When we expect adolescents to arrive quickly at adulthood, or when we only praise adolescents who seem to have figured themselves out earliest, we are shooting the whole process in the foot. Rather than embracing the individuation process as a good thing, we treat it like it is a bad thing that has to be overcome as soon as possible. But rushing teenagers into adulthood before thy are ready will probably just be behaviour modification: encouraging them to act like they are adults before they really are, and then forcing them to completely internalize and suppress the really important developmental work of testing out who they are and what they want to be.
Faith development
I spent two summers as an intern in a church as a children’s and youth pastor. It was hard, and a lot of time I really wondered if I wanted to actually follow through and work in a church. In the end, those summers were a crucial picture of the life of parish ministry, and they gave me the incredibly useful experience and perspective on how to work with real people in a real church. I think my internship cemented in me the desire to work as a youth pastor at a local church.
So what does this mean for me as a youth pastor helping adolescents grow into their identities and (hopefully) form those identities as followers of Jesus? Well, it means that while I respect the people who are calling for greater and more rigorous theological education for adolescents, I think they are missing the point. The point of adolescence isn’t to make sure they learn as many things about God as they can. Adolescence is about forming an identity, not just learning about an identity that we hope they embrace. And the only way to learn about living as a disciple of Jesus is to give them a chance to test, and fail, at doing it. It means focusing my time with them on engaging and living out a life of faith, instead of just telling them about it. It means telling them to read the Bible on their own and wrestle with what it means, tricky passages and all.

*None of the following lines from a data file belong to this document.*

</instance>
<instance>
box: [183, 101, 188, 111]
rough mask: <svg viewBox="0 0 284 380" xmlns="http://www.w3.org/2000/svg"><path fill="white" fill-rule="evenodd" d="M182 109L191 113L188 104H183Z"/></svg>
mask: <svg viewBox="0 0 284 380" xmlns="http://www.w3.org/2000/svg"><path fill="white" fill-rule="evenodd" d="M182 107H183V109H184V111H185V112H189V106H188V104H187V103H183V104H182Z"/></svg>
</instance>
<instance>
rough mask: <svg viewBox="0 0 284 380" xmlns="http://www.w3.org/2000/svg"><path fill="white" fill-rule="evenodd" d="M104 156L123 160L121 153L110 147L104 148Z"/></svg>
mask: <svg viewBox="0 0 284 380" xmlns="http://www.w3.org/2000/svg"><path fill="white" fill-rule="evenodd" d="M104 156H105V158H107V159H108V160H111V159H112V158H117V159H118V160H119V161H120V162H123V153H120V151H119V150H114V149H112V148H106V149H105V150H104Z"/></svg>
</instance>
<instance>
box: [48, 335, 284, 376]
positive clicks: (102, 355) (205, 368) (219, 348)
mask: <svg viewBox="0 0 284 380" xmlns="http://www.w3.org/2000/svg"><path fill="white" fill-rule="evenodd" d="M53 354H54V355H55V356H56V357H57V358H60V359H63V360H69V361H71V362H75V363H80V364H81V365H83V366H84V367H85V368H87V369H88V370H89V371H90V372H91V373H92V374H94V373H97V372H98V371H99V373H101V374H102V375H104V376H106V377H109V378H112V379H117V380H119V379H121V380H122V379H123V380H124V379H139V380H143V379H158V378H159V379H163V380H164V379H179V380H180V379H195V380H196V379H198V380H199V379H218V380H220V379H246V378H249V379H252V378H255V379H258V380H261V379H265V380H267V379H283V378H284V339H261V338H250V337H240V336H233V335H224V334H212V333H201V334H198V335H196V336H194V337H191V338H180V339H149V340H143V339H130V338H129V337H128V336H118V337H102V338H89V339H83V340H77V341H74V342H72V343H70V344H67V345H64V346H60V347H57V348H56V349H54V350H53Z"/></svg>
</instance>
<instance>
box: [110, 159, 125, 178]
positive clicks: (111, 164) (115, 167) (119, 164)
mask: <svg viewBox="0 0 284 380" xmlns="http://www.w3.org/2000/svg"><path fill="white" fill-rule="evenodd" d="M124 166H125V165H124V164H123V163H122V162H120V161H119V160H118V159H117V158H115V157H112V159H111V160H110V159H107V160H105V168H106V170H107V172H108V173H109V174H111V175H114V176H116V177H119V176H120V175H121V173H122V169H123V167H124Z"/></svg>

And that is the scary part. Allowing your teenagers to really try out faith – to come up with conclusions that we don’t like and do some things that we don’t agree with – means leaving the control of their faith formation into someone else’s hands: theirs. But if I want them to learn about what it means to follow Jesus – in life and in faith and in practice – I have to give them opportunities to try it out for themselves, not just tell them all about what it is like. I have to be willing to give them opportunities and then step back – trusting that they are going to learn the habits and practices of faith by doing, rather than just by listening. I will certainly be there to instruct as I am able and give insight as I can (after all, they are interns, not employees). but I have to always pull back into that tension of letting them try out things for themselves. Otherwise I’m not taking advantage of the opportunities that the liminal space of adolescence offers.